Unlike most of humanity, I don’t love Forrest Gump. CALM DOWN! I respect the film for the performances and for breakthroughs in the craft of filmmaking, but in no way do I think the film is one of the greatest motion pictures of all-time. “Gumpmania” swept the country in 1994, denying what should have been the most critically recognized film of the year, The Shawshank Redemption, the acclaim it has since received in the two decades since both were released. Likewise, Tom Hanks has given at least three to five performances that were stronger Oscar candidates than Forrest Gump. I will give the film credit, though, for some incredibly powerful, authentic scenes of types of emotion we don’t often see in film.
So why don’t I like Forrest Gump? I think it’s an annoyingly precious and treacly movie. I never really fall in love with Forrest, I think Jenny (Robin Wright) is an annoying prat (I want to use another word), and I even don’t like Forrest’s mom (Sally Field). I JUST DON’T!!! Look, it’s fine. Movies are art; art strikes people different ways, and if you love Forrest Gump you can make an impassioned argument for it being in the Top 15 films of all-time according to IMDB.
One of the things I do NOT like about Gump, again, is that the film feels emotionally manipulative. Seriously? The poor guy waits around his whole life for his childhood best friend to acknowledge he loves her, she has a CHILD with him, skips out and doesn’t tell him, and then marries him, gets sick and dies. SERIOUSLY? Hanks, again acting in and around what I think is possibly one of the most frustrating “beloved” movie relationships of all-time, shines in a scene that I can tell you is unwatchable for me….because it’s so true. Probably the only thing Forrest and I have in common (aside from loving Lieutenant Dan) is that we’re both widowers. If you haven’t lost a spouse, this scene is, I’m sure, still powerful, but you don’t get it.
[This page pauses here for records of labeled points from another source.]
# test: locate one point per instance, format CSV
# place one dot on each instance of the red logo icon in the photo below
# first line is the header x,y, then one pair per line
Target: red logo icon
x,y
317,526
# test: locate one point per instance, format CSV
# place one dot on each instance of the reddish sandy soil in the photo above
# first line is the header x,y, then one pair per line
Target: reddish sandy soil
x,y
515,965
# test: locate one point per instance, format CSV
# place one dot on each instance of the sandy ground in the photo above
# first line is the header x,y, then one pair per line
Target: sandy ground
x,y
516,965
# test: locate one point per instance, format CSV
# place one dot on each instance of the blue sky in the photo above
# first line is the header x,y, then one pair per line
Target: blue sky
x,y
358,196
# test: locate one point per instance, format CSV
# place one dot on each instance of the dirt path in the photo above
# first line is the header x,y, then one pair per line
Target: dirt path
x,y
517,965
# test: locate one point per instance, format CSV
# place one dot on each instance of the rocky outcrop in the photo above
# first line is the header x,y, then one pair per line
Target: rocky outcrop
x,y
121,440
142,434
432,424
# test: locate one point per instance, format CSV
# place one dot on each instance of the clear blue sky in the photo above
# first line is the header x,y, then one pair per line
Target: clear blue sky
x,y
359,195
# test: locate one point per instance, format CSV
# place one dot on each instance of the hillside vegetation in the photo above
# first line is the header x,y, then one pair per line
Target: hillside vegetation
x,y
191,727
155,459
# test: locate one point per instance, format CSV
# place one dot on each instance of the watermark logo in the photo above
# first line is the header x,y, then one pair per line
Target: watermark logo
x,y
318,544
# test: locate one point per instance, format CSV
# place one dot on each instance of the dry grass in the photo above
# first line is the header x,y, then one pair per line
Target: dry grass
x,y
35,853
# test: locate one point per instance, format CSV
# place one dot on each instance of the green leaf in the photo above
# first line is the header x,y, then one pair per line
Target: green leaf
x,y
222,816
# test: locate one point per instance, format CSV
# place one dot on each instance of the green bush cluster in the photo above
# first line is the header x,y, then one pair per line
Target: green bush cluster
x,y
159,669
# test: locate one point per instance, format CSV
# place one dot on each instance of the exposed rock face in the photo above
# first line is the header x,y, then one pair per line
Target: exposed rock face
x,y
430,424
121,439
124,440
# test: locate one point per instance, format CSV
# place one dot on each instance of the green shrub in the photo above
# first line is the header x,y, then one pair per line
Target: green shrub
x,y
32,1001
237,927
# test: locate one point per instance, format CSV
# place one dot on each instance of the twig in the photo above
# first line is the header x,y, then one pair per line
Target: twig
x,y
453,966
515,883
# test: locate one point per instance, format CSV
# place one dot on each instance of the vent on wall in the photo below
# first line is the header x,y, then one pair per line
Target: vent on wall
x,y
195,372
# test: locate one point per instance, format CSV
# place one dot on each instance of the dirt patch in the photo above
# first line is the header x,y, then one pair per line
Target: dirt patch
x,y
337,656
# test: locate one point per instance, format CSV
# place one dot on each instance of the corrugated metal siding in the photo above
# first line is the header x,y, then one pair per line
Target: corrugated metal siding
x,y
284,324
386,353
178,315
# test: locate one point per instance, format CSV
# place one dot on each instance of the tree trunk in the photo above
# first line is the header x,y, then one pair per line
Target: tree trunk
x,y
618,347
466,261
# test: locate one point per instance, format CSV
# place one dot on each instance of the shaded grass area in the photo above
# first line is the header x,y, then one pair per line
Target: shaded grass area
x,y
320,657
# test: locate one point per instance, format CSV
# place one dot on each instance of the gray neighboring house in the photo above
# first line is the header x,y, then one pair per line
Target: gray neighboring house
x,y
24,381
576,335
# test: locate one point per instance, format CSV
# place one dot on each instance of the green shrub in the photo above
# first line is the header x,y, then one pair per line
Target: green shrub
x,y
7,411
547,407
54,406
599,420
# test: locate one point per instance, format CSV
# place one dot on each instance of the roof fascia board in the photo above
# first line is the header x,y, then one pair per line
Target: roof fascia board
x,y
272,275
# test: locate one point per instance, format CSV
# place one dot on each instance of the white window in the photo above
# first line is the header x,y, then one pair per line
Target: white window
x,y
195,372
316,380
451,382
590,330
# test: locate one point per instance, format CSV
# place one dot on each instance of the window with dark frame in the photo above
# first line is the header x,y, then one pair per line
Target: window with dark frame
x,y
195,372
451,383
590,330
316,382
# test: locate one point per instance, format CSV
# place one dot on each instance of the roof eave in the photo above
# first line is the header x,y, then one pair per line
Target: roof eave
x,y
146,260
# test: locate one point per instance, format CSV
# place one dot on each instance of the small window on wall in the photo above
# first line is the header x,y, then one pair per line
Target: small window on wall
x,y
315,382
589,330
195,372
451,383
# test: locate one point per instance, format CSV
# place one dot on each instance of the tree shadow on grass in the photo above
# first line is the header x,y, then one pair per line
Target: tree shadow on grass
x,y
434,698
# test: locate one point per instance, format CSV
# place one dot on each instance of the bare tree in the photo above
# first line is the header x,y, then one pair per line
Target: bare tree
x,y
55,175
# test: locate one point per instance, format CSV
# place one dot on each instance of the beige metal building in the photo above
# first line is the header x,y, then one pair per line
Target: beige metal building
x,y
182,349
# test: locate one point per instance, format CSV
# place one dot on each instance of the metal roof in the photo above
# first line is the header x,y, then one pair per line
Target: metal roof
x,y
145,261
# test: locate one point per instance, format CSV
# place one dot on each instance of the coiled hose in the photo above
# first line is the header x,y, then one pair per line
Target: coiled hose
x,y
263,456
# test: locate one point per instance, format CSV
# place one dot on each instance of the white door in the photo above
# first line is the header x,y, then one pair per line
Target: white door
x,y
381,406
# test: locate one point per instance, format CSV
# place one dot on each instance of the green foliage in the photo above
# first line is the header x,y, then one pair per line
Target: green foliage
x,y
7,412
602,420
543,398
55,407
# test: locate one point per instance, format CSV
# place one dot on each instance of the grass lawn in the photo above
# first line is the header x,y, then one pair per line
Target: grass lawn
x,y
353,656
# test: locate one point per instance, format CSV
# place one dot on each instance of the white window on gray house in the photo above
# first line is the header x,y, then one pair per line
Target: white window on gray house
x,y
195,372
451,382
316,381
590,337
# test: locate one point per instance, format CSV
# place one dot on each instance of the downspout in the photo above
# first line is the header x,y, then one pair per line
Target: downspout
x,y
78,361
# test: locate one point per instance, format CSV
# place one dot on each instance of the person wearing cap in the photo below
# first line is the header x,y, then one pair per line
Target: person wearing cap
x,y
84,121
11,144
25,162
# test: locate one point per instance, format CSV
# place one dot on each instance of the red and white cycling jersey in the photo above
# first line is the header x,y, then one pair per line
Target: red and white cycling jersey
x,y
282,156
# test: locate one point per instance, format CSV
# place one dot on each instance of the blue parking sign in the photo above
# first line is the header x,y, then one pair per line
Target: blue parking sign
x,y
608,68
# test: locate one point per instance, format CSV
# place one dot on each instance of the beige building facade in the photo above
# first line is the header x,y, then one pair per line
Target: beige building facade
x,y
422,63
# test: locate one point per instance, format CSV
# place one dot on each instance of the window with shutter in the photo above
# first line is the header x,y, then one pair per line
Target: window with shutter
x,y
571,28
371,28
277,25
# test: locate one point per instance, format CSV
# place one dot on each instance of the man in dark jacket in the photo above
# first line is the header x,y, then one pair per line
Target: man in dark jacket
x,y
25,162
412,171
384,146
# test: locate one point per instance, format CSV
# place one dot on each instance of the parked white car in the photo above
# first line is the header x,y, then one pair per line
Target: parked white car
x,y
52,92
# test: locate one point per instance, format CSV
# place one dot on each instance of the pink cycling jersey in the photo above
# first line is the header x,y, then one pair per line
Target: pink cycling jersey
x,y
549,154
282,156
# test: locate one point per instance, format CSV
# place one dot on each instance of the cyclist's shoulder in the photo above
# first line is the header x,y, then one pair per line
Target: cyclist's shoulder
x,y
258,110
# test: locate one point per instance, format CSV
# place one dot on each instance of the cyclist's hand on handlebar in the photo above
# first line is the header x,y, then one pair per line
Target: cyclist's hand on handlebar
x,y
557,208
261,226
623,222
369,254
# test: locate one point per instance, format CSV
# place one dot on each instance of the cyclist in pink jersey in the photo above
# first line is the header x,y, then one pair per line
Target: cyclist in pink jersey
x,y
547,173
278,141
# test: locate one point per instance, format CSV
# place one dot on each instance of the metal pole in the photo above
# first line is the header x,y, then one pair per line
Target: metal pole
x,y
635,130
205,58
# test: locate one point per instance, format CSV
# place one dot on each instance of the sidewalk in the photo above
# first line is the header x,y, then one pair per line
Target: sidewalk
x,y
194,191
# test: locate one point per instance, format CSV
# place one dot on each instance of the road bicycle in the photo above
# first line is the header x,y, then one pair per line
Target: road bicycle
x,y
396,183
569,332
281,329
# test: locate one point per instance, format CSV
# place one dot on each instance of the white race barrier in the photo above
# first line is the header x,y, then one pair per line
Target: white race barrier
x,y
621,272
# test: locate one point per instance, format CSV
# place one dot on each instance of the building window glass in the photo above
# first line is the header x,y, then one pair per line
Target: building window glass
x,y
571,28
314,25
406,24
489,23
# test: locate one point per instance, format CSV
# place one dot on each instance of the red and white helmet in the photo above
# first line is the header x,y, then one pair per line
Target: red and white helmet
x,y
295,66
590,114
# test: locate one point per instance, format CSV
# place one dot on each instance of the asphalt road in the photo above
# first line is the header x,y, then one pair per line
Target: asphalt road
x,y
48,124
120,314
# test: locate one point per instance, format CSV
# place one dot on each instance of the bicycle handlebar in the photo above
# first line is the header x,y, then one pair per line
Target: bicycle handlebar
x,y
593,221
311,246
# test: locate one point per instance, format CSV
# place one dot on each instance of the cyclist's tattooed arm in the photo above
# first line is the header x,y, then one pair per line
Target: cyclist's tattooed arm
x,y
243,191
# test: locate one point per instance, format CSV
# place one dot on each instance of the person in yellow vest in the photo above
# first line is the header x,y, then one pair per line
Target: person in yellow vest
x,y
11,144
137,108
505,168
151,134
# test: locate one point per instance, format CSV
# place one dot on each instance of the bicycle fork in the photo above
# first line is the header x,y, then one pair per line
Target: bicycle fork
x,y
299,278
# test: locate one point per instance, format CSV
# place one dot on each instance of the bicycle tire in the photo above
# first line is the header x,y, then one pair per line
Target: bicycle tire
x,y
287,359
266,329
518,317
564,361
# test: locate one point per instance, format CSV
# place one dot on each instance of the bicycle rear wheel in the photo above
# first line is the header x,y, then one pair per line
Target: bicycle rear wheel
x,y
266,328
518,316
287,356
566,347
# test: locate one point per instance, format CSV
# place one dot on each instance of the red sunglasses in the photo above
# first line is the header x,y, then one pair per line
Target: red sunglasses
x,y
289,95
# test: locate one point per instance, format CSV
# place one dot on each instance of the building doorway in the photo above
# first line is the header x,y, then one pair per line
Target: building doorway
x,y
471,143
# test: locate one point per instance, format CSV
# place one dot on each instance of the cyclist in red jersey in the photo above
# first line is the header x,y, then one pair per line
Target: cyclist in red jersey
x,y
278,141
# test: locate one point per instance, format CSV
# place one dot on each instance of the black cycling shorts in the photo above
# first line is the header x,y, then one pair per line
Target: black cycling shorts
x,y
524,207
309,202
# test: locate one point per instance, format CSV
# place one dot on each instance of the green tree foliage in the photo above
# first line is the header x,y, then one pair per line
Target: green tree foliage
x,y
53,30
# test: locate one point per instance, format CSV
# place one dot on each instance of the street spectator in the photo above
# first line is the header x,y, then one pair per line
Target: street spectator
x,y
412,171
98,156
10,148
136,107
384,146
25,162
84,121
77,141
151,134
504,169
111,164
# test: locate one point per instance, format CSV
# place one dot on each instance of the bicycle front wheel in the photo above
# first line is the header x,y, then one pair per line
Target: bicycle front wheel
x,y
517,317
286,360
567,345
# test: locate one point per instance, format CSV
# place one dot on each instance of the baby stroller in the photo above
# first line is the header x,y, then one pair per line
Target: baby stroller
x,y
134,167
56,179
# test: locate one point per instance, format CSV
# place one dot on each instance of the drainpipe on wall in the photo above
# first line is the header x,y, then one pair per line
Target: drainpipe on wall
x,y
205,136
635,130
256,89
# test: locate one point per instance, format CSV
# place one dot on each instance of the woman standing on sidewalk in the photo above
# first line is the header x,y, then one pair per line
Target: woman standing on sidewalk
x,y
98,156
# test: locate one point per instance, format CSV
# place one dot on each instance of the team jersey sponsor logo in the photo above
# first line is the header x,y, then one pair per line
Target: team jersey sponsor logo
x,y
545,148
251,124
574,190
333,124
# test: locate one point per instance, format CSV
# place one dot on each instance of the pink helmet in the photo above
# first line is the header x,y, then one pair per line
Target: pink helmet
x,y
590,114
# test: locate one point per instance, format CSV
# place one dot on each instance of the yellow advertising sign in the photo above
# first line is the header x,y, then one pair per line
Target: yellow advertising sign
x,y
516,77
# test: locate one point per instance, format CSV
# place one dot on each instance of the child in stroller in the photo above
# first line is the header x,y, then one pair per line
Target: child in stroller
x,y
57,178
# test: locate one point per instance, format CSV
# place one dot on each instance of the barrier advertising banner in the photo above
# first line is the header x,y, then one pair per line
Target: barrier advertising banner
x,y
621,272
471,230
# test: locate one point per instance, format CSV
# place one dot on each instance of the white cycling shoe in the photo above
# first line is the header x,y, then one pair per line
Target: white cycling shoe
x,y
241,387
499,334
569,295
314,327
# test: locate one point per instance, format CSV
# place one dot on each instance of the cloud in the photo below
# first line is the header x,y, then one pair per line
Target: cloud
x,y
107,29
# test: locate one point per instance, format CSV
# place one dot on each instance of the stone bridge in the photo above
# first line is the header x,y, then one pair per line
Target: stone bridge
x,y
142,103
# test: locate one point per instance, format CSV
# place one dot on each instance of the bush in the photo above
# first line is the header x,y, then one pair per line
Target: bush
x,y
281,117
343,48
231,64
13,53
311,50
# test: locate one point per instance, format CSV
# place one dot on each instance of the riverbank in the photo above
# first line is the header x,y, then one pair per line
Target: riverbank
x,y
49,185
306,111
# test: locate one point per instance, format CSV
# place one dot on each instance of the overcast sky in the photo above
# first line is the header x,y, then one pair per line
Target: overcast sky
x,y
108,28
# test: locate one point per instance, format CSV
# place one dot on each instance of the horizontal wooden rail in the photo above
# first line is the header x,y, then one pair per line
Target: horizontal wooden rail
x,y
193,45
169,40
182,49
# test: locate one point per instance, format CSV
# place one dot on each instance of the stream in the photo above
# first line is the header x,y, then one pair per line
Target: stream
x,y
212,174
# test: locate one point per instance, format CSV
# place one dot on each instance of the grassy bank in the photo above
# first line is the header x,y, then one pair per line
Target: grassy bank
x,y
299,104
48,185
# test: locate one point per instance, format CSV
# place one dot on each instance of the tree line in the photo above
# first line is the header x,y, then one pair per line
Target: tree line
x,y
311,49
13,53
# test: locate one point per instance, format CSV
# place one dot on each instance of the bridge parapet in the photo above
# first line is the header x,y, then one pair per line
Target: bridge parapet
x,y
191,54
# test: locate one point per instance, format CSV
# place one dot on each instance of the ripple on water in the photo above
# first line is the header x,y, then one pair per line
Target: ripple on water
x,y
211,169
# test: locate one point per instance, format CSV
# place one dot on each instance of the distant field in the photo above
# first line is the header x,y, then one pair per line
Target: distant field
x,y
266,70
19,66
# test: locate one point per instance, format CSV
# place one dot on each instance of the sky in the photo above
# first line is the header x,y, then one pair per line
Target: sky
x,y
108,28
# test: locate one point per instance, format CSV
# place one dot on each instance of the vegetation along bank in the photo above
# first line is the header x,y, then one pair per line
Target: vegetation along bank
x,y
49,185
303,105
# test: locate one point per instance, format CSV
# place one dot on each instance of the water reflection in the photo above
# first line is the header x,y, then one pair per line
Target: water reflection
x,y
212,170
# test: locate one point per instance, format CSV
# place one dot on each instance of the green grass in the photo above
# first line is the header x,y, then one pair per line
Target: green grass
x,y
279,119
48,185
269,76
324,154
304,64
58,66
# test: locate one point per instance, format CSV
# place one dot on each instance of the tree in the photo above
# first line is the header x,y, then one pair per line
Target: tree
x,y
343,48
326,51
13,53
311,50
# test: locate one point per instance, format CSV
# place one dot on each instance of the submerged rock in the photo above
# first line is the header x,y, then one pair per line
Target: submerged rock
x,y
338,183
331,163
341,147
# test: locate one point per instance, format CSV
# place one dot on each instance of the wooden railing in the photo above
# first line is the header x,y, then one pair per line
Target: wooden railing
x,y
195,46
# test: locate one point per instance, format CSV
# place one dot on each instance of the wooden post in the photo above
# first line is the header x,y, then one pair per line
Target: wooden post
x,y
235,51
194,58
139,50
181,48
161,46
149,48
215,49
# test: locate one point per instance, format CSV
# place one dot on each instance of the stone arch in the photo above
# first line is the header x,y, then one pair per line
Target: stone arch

If you are lucky enough to marry your best friend and lose them, the subsequent hole that creates in your life, your days, and how you relate to everything is something that doesn’t get fixed. Time does not heal it, and if you’re used to telling that person everything about your day…..you still do. How can you not? If they’re the light by which you saw the universe, that doesn’t end just because their light goes out. You still have to keep going. So I update my wife all the time on what she’s missing, just like Forrest updates Jenny. It’s a part of the grieving process I don’t think I’ve seen in any other film, again, I will give Gump credit for reaching places other films don’t go because this; this is very real.